Background— Increased sympathetic outflow is a major contributor to the progression of chronic heart failure (CHF). Potentiation of glutamatergic tone has been causally related to the sympathoexcitation in CHF. Specifically, an increase in the N-methyl- d -aspartate-type 1 receptor (NMDA-NR 1 ) expression within the paraventricular nucleus (PVN) is critically linked to the increased sympathoexcitation during CHF. However, the molecular mechanism(s) for the upregulation of NMDA-NR 1 remains unexplored.

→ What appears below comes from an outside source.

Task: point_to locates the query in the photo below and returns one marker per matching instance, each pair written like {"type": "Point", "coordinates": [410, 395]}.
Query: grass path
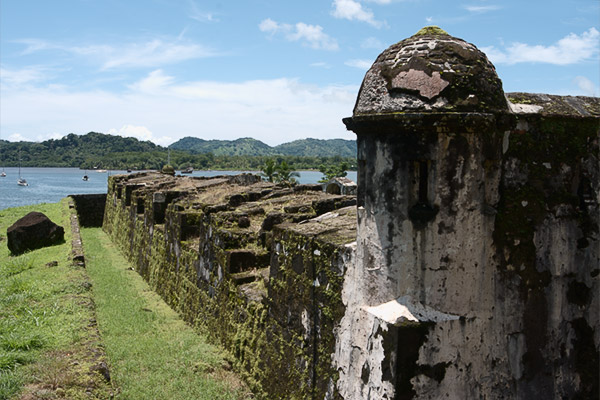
{"type": "Point", "coordinates": [153, 354]}
{"type": "Point", "coordinates": [49, 347]}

We hypothesized that hypoxia via hypoxia-inducible factor 1α (HIF-1α) might contribute to the augmentation of the NMDA-NR 1 –mediated sympathoexcitatory responses from the PVN in CHF. Methods and Results— Immunohistochemistry staining, mRNA, and protein for hypoxia-inducible factor 1α were upregulated within the PVN of left coronary artery–ligated CHF rats. In neuronal cell line (NG108-15) in vitro, hypoxia caused a significant increase in mRNA and protein for HIF-1α (2-fold) with the concomitant increase in NMDA-NR 1 mRNA, protein levels, and glutamate-induced Ca + influx. Chromatin immunoprecipitation assay identified HIF-1α binding to NMDA-NR 1 promoter during hypoxia. Silencing of HIF-1α in NG108 cells leads to a significant decrease in expression of NMDA-NR 1 , suggesting that expression of HIF-1α is necessary for the upregulation of NMDA-NR 1 . Consistent with these observations, HIF-1α silencing within the PVN abrogated the increased basal sympathetic tone and sympathoexcitatory responses to microinjection of NMDA in the PVN of rats with CHF. Conclusions— These results uncover a critical role for HIF-1 in the upregulation of NMDA-NR 1 to mediate sympathoexcitation in CHF. We conclude that subtle hypoxia within the PVN may act as a metabolic cue to modulate sympathoexcitation during CHF.